I could really use some help right now. He silently begged Father Soren. The man may have never told him what he wanted to hear, but the priest had always told him what he needed to know. In a cold, uncaring universe, nothing could justify this. His death was meaningless, and he might as well just go on living. He knew that in his bones, but he wasn’t enough of a religious nut to believe otherwise.
But if that cold universe of the Free Exchange brought you to this hell, why not take the leap? Father Soren whispered in his ear. What do you have to lose? Miles lifted his eyes. He was never a man of faith, of blind bets and countless wagers, but he realized that wasn’t quite the truth. Every path he had taken had brought him further into hell. There was nothing for him to wager except a life of pointless misery. He closed his eyes. Yes, that was his wager.
That the universe had some meaning. That what he did here counted. That he could save those lives out there, and maybe even the Andromedans. Maybe Captain Singh could do it, and maybe he couldn’t, but Miles realized he could make that bet. There was no guarantee that it was the truth, but he had nothing left to lose.
And maybe that was what the real truth was anyway—whatever brought you out of that hell you found yourself in.
Miles screamed as he held the gun. The weight of the world fell upon him as every instinct of his body tried to pull him back. It hurt; it hurt more than anything he had ever felt in his life. Miles knew he was giving it all up, every hope and dream he ever had. Everything. Every drop of blood. It all flashed before his eyes… and he pulled the trigger.
Miles thought he was thrown against the bulkhead. Maybe the shield generator exploded. It knocked the air out of his lungs anyway. The world was blurry. His thoughts were slowing, and he knew he didn’t have much time. My hat? Where’s my hat? His fingers scrambled for purchase on the metal floor, and then he found it.
Relief took him as he gripped the brim of the felt cowboy hat. With one hand, he placed the brown hat back on his head. He slumped against the wall. There, he could die now. His head rolled as he stared out into the blackness of space. All the turret fire had ceased, and the infinite was silent.
His lungs tried to draw breath, but there was nothing. He grinned as he saw the Hyperion floating in the void.
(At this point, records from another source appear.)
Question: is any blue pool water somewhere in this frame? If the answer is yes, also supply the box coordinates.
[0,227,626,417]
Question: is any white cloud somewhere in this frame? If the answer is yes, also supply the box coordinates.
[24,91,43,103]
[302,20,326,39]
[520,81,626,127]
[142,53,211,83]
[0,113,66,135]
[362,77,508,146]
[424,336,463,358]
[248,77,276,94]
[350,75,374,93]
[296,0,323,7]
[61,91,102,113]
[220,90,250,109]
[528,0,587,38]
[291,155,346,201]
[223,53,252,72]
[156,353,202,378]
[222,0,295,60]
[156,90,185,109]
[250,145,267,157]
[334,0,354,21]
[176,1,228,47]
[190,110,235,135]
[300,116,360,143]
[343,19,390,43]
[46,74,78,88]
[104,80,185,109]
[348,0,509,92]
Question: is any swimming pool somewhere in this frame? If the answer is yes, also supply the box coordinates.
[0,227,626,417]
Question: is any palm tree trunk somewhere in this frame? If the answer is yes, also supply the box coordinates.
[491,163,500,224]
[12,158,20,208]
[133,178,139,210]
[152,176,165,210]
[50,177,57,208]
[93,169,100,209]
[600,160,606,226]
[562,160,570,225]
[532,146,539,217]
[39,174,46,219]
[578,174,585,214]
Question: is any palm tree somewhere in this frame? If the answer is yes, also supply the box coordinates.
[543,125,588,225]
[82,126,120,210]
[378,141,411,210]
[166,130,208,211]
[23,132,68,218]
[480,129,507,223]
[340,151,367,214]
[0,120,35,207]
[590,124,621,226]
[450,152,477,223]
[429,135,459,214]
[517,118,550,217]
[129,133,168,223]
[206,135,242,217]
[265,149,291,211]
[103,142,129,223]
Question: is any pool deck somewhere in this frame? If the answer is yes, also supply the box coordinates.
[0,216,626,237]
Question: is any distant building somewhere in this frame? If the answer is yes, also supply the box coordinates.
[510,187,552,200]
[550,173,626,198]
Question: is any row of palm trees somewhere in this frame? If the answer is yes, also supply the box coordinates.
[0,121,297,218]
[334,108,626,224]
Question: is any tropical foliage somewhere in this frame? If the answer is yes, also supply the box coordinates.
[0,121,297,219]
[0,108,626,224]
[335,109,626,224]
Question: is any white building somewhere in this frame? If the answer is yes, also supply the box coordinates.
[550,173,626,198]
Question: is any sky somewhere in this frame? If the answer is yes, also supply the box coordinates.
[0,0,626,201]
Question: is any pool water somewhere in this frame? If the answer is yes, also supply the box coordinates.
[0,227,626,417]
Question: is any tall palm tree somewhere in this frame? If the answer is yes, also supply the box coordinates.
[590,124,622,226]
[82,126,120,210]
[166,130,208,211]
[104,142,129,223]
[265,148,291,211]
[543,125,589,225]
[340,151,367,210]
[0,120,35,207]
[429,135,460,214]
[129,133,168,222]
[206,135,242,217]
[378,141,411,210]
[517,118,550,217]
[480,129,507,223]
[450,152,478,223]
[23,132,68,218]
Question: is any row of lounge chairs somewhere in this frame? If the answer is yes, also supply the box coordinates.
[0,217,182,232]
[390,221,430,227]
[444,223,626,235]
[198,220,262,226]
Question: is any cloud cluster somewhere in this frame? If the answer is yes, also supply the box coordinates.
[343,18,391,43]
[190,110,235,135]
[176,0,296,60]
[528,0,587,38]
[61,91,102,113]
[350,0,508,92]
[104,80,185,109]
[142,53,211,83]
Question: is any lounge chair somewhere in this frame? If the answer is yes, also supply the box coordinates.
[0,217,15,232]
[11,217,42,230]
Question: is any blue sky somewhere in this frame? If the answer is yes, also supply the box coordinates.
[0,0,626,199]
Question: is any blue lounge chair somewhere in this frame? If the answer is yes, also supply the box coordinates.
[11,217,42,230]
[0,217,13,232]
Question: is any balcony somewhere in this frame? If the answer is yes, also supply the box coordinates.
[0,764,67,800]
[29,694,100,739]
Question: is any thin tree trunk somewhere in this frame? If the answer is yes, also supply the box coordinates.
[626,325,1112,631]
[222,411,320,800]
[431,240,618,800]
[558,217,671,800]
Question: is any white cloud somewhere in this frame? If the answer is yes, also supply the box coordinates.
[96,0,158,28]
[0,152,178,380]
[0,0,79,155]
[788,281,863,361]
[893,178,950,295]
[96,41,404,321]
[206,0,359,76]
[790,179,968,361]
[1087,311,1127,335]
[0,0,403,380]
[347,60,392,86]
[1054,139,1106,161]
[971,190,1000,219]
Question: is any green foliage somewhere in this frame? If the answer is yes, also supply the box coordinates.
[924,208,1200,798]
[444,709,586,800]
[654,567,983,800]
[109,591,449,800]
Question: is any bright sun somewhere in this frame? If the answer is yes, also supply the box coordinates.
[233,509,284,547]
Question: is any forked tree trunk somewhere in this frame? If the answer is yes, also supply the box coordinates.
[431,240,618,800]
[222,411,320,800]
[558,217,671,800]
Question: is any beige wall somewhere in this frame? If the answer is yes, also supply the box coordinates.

The shuttles all approaching fast. It was over. It was all over.
He didn’t regret it. In fact, everything seemed to be falling away. All that misery and pain, it didn’t matter. The choice had been made, and for the first time in Miles Kieth’s life, he thought he made the right one. Tannis? Miles didn’t give a damn about Tannis anymore.
Miles looked to the Hyperion. This is farewell, Captain. He took his hat and placed it on his chest. Godspeed.
He tried to laugh, but he could only muster out silent chokes. He gazed off into space. The jeweled stars looked down upon him from the quiet night. A billion billion stars, they were all there in front of him. His grin widened into a beaming smile. Countless worlds were waiting for him, and he would go. He would go flying out into the universe.
But first some sleep. He was tired. He was so very tired.